Shari Weir, Consumer issues director
Ohio Citizen Action
(216) 861-5200

Can FirstEnergy find a way to get the Public Utilities Commission to let them pass along costs for Davis-Besse repairs or purchased power? Under the current law, the answer is no. What follows is a quick summary. If you want more details or statute language, let me know.

Rate freeze

The 1999 state electric deregulation bill (S.B. 3) caps rates at pre-deregulation levels for a specified time. For the FirstEnergy companies, the cap is through 2005.

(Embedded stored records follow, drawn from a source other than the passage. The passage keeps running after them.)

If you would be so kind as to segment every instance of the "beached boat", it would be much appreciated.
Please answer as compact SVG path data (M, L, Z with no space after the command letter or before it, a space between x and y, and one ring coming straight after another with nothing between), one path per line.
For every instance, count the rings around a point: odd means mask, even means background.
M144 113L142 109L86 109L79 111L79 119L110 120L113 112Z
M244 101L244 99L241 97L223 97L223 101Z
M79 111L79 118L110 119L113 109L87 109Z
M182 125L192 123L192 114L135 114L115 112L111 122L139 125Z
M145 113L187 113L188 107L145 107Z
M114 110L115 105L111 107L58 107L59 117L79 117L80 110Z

State law still allows granting of emergency rate increases to avoid financial hardship to utilities. The catch is that the electric deregulation bill specifically exempts generation-related costs from this provision. If a major storm destroyed distribution lines, for example, FirstEnergy could file for an emergency rate hike because distribution is still regulated. Nothing in the current statutes would allow them to look for emergency relief for generation.

Rate reduction

The deregulation law also cuts the generation component of electric bills by five percent. For FirstEnergy companies that decrease will last through 2005. It can be taken away only if it is found to be a barrier to competition in the service area.

Regulated rates

FirstEnergy's transmission and distribution rates remain regulated by the Public Utilities Commission of Ohio. Only generation is competitive. In the plan with the Commission that gave FirstEnergy the $9 billion bailout, FirstEnergy agreed to freeze transmission and distribution rates through 2007, I think for all three companies. That's probably the weakest rate freeze, but it shouldn't be affected by generation expenses.

What FirstEnergy could do

If FirstEnergy wants customers to pay for Davis-Besse, they will have to go to the legislature. I'm not saying they won't, but it would be a tougher battle than exploiting a loophole already on the books.